Important, especially for children, is that the meals need to be nutritious. Children should be offered a variety of foods, which provide enough calories and nutrients to enable them to grow normally. Many pediatric experts are of the opinion that a lacto-ovo vegetarian diet is a healthy choice for most children.
I was always very particular about my fruit and vegetables and have paid special attention that my son gets his 5+ servings of fruit and vegetables a day. A few great tips to get you started here.
The place I started was making sure I added at least two portions of fruit and one portion of vegetables to his lunch box. You’ll find several creative and very scrumptious ideas here. Making the food look colorful and fun will always appeal to your child and soon you’ll be seeing empty lunch boxes.
The next step for me was integrating more grains, cereals and nuts. I found myself becoming creative with ingredients like bulgur, couscous, quinoa, amaranth and co. Light stir-fries or steamed vegetables and fresh salads incorporated with some bulgur or couscous were the way we began to enjoy our dinners. I’ve always made my own granola, but here too I experimented with cereals like spelt flakes and popped amaranth, adding amounts of chopped nuts and a mixture of dried and fresh fruit.

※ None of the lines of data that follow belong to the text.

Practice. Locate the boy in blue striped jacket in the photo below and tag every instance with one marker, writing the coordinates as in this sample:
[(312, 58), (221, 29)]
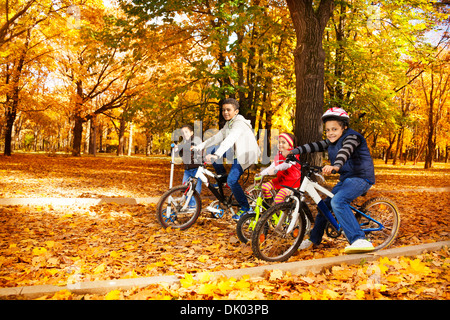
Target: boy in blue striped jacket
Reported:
[(350, 157)]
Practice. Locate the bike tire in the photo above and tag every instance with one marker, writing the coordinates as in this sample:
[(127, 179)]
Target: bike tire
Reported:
[(275, 246), (387, 213), (244, 227), (246, 224), (177, 219)]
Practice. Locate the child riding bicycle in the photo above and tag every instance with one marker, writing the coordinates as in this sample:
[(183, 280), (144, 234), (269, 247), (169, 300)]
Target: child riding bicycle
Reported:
[(192, 160), (350, 157), (287, 174), (237, 133)]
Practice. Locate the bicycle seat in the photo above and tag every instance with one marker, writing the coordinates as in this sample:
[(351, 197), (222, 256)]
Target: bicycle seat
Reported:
[(222, 178)]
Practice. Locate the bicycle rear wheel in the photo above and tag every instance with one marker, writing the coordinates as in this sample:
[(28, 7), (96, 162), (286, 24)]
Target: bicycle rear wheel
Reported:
[(244, 227), (270, 240), (384, 211), (170, 212)]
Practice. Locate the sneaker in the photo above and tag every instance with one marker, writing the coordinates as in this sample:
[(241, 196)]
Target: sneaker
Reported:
[(359, 246), (305, 244), (239, 214)]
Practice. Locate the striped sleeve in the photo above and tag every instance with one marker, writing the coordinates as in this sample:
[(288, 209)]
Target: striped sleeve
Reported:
[(349, 145), (312, 147)]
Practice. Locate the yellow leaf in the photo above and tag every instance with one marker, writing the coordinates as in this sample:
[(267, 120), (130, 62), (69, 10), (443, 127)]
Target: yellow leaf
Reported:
[(360, 294), (62, 295), (276, 275), (39, 251), (203, 258), (206, 288), (418, 267), (330, 294), (393, 278), (306, 296), (50, 243), (242, 284), (225, 286), (100, 268), (188, 280), (204, 277), (114, 254), (113, 295)]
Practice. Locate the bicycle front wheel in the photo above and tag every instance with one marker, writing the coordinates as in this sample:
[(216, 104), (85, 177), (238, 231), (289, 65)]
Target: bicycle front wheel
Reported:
[(385, 212), (270, 240), (173, 210)]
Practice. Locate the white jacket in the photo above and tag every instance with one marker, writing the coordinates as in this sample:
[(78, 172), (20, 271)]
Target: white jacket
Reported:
[(236, 132)]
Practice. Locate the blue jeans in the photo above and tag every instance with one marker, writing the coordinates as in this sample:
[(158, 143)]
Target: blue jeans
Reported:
[(344, 193), (233, 182), (188, 173)]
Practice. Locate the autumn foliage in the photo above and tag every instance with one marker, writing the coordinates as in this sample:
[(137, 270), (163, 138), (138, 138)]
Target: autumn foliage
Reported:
[(64, 245)]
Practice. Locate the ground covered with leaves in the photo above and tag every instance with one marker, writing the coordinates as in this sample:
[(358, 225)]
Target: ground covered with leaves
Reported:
[(63, 245)]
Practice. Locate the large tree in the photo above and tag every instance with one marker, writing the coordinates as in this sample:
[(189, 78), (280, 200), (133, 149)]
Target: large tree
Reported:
[(310, 19)]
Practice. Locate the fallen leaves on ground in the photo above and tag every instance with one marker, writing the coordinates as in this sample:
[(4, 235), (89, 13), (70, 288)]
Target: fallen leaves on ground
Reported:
[(426, 276), (66, 245)]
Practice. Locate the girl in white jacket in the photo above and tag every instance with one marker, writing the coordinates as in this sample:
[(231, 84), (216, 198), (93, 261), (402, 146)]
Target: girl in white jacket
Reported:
[(237, 136)]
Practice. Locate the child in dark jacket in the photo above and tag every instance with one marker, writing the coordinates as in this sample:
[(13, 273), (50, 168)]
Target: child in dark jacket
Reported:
[(287, 174), (191, 159), (350, 157)]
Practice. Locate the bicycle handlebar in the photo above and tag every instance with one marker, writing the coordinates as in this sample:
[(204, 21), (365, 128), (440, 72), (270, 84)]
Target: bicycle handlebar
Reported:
[(306, 165)]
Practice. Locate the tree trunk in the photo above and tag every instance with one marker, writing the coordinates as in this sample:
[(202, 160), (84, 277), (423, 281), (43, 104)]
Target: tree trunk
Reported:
[(77, 136), (309, 58), (121, 147), (10, 118), (93, 136)]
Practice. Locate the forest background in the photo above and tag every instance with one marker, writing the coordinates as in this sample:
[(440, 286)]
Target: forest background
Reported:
[(91, 76)]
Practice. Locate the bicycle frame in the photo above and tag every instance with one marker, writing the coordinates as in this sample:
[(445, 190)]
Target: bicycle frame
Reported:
[(311, 188), (201, 175)]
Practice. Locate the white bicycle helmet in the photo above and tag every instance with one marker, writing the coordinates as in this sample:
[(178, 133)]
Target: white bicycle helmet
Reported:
[(335, 114)]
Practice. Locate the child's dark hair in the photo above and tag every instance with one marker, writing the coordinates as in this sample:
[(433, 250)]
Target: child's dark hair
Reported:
[(189, 126), (231, 101), (342, 123)]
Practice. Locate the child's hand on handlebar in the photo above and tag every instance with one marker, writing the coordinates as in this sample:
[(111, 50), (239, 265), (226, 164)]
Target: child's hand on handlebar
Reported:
[(329, 169), (210, 158)]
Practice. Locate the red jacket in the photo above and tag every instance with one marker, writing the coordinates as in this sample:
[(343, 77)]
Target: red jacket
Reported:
[(289, 177)]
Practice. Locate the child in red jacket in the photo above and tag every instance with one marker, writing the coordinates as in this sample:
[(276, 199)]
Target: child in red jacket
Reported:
[(287, 174)]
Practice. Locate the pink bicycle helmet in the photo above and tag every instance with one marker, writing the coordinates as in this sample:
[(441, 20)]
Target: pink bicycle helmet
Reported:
[(335, 114)]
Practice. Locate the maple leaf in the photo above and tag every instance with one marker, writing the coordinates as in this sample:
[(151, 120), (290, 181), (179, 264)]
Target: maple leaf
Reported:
[(113, 295), (188, 281), (203, 258)]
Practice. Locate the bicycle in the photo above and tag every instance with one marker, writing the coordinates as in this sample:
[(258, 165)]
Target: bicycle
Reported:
[(174, 210), (278, 240), (247, 223)]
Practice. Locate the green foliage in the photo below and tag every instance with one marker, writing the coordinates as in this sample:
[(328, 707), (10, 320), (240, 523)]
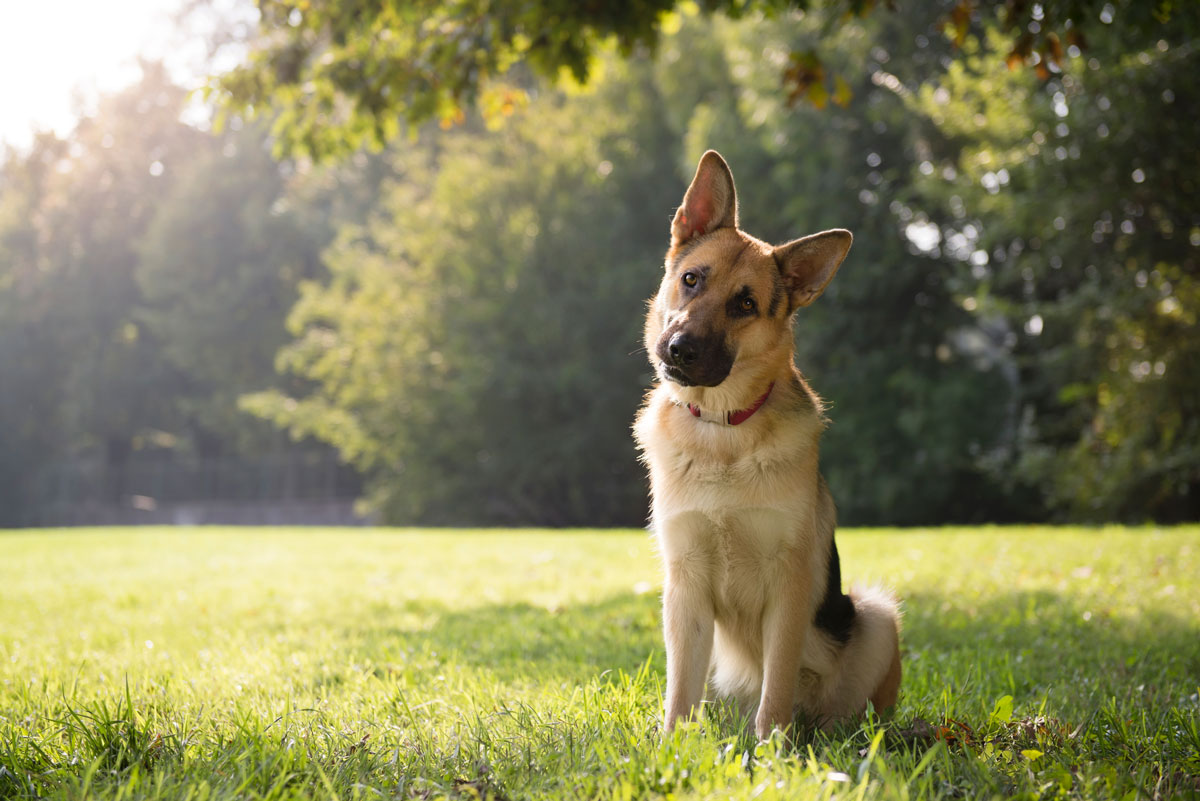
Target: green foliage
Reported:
[(145, 270), (1078, 234), (467, 350), (234, 663), (340, 76)]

Here are a few great ideas for you to try out:
- Bulgur with Vegetables and Feta
- Couscous Salad
- Breakfast Couscous
- Tunisian Farka
- Quinoa Pudding
- Nutty Amaranth Granola with Fresh Berries
Next I needed to tackle the protein and being an Indian I know the best place to get them is in legumes. Before you start giving me excuses that your child will not eat lentils or beans take a look at these great ideas and then tell me your child will not eat beans and lentils!
- Black Bean Chili with Saffron Rice
- Sprouted Masoor Usal
- Chickpea Pumpkin Tajine with Coconut Couscous
- Mixed lentil soup
It has always been very important to me as a mum not to raise a picky eater. Soeren and I have a pact – if he eats his 5+ portions a day he can have one sweet or dessert. To help him see this visually we made our own fruit and vegetables chart. With the help of this list and the nutrient information here, we printed a daily chart. For every fruit or vegetable he ate he got to color a box in. If 5 boxes were colored, he got to choose his sweet or dessert for the day. This was a huge motivation for him in the beginning. What’s more having the list in front of me I could see where I could improve myself and offer more variety.

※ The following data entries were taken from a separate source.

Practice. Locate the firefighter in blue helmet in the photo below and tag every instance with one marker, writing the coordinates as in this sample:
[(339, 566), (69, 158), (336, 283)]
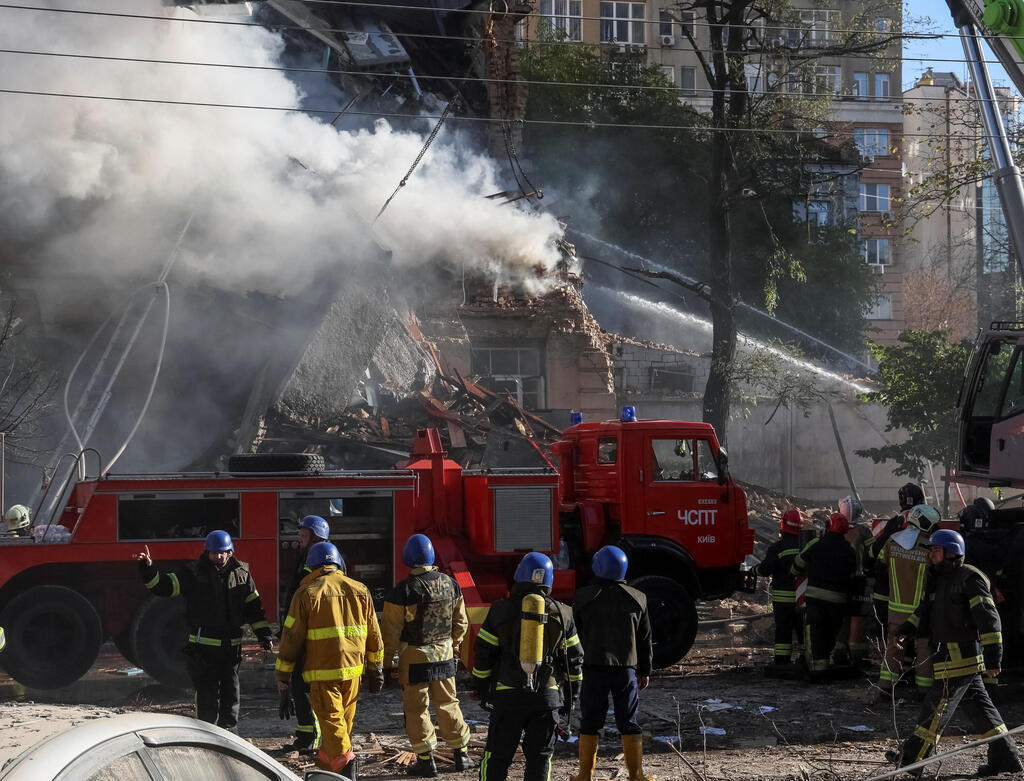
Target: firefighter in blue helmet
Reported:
[(424, 622), (312, 529), (958, 614), (614, 632), (220, 597), (526, 652)]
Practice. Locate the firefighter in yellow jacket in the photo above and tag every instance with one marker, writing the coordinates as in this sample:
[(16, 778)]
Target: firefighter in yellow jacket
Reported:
[(332, 621), (424, 622)]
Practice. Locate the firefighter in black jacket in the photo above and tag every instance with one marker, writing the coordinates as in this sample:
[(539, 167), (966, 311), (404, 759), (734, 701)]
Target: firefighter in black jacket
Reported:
[(312, 529), (220, 597), (526, 649), (614, 632), (958, 614), (777, 565), (829, 563)]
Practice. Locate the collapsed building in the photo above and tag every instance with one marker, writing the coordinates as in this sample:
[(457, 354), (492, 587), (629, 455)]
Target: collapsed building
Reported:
[(350, 362)]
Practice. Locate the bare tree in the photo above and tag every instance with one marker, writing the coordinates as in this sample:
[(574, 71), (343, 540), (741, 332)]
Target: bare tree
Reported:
[(27, 387), (768, 103)]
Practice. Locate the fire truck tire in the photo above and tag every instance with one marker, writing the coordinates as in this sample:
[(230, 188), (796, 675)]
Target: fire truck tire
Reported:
[(53, 637), (157, 637), (673, 617), (276, 462)]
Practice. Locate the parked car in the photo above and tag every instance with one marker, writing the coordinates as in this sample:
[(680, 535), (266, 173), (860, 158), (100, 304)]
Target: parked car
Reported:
[(148, 747)]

At first I kept the food simple. There was nothing too fancy or extravagant that might be refused. I substituted rice and pasta for bulgur or quinoa, mixed lentils in with pasta sauces, left out the salami on pizzas and added spinach and feta cheese instead. Slowly discovering if his tastebuds would warm up to the new meal plan. I often use pasta made with spelt or buckwheat flour, which we found nuttier in flavor. Once it was clear which foods he was enjoying I started to be more creative and experimented more.

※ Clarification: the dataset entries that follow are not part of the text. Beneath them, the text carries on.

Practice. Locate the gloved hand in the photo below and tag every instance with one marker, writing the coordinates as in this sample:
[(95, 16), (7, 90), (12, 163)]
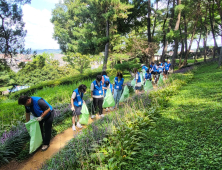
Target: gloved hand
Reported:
[(73, 109), (39, 119)]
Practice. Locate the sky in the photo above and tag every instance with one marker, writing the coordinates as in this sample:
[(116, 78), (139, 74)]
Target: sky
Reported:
[(37, 17)]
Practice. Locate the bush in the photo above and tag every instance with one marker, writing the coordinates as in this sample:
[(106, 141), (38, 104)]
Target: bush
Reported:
[(51, 83)]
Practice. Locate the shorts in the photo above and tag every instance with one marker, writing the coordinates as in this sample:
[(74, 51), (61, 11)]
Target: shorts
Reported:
[(137, 87), (77, 111), (166, 72)]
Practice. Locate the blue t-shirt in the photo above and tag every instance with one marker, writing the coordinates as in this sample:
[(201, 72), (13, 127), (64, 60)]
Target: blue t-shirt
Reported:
[(167, 66), (145, 68), (148, 76)]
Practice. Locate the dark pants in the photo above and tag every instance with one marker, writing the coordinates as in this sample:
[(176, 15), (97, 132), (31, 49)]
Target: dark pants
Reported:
[(46, 132), (97, 102)]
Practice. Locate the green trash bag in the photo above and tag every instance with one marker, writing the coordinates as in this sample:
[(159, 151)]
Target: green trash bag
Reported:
[(141, 78), (34, 131), (108, 100), (144, 72), (160, 82), (148, 85), (84, 117), (133, 82), (125, 94)]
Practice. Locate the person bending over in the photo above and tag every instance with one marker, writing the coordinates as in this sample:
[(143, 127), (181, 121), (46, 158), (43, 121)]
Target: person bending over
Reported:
[(76, 103), (97, 95), (44, 113)]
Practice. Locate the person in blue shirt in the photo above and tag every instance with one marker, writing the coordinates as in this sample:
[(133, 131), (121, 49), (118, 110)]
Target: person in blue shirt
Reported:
[(148, 76), (76, 103), (144, 67), (118, 87), (107, 85), (43, 112), (97, 95), (138, 80), (167, 69), (104, 77)]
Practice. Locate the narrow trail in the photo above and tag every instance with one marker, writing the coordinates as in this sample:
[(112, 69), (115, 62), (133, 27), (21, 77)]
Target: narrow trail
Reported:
[(56, 144)]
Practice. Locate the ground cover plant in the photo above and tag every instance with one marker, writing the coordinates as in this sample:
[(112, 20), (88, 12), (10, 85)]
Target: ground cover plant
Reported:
[(128, 127), (188, 133), (60, 98), (80, 151)]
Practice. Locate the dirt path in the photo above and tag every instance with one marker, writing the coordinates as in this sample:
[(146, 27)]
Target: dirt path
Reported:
[(56, 144)]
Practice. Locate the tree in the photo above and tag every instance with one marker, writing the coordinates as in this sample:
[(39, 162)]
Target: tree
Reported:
[(12, 31), (78, 61), (87, 26)]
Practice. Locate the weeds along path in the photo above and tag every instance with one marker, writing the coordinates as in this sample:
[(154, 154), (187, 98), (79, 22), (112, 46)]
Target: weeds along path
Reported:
[(38, 159)]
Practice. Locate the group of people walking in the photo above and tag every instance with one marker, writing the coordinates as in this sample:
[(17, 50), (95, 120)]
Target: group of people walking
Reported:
[(44, 112)]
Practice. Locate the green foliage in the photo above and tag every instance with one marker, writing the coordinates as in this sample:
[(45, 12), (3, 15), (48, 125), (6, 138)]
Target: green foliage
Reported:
[(78, 61), (128, 65), (42, 68), (12, 31)]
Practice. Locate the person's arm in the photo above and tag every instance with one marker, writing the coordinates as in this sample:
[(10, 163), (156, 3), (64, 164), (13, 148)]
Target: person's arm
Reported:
[(72, 98), (27, 116), (45, 108), (136, 78), (92, 88), (45, 112)]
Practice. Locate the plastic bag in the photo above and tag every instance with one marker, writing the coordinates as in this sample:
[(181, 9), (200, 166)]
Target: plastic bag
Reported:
[(125, 94), (148, 85), (141, 78), (34, 131), (108, 100), (84, 117), (160, 82), (133, 82)]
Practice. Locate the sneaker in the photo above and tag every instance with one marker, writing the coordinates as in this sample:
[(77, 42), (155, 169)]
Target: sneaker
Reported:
[(79, 125), (73, 127), (45, 147)]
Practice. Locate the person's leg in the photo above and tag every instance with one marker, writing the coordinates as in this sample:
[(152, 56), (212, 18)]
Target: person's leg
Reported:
[(119, 92), (42, 131), (115, 98), (100, 105), (94, 106), (48, 128)]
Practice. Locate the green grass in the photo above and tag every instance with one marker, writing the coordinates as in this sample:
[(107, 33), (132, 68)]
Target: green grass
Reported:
[(11, 112), (5, 88), (188, 134), (191, 61)]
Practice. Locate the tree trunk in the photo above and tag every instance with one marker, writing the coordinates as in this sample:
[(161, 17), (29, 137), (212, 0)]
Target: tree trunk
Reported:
[(182, 47), (176, 39), (220, 12), (149, 22), (205, 46), (185, 29), (212, 28), (106, 47), (220, 58), (165, 42), (154, 24), (191, 41), (198, 43)]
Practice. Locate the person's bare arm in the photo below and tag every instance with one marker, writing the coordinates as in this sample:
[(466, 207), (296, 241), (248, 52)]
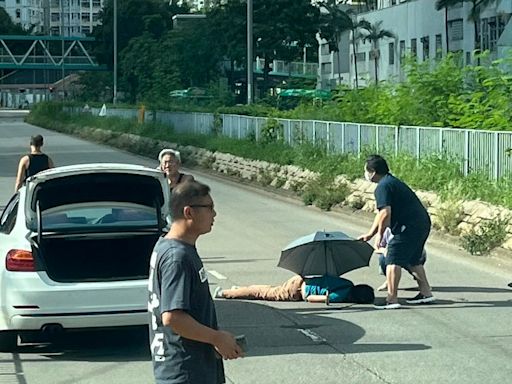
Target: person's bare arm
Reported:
[(316, 299), (20, 176), (380, 223), (187, 177), (186, 326)]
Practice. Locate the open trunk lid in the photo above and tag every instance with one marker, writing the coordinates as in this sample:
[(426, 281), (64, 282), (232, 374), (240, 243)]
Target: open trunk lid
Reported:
[(98, 184)]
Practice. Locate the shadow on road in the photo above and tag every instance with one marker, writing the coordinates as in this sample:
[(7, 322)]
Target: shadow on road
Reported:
[(115, 345), (276, 331), (471, 289)]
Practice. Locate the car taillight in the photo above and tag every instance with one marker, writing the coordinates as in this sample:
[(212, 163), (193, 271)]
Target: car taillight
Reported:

I do allow snacking! As vegetarian diets are high in fibre and low in calories, a child's stomach will become full quite quickly without having had the chance of taking in the required amount of calories needed to meet their energy level. But we snack cleverly with nuts, dried fruit or bread sticks. Soeren eats 5 smaller meals a day, which keeps his energy level on a balance throughout the day.
I am not fighting any fat cells with my child. He is extremely energetic and very slim. The percentage of North American children who are overweight has reached the point where childhood obesity is now considered a major health problem. In Europe too many experts and nutritionalists are warning parents about the health and psychological issues childhood obesity carries with it. I am doing something about it early because I want my son to grow up being carefree and enjoying every aspect of his life.
Note: I am not a certified dietician, nutritionalist or a doctor. I am a mother of a 6 year old boy, who is full of energy and life. I have written this article purely based on my experience over the last six years of motherhood.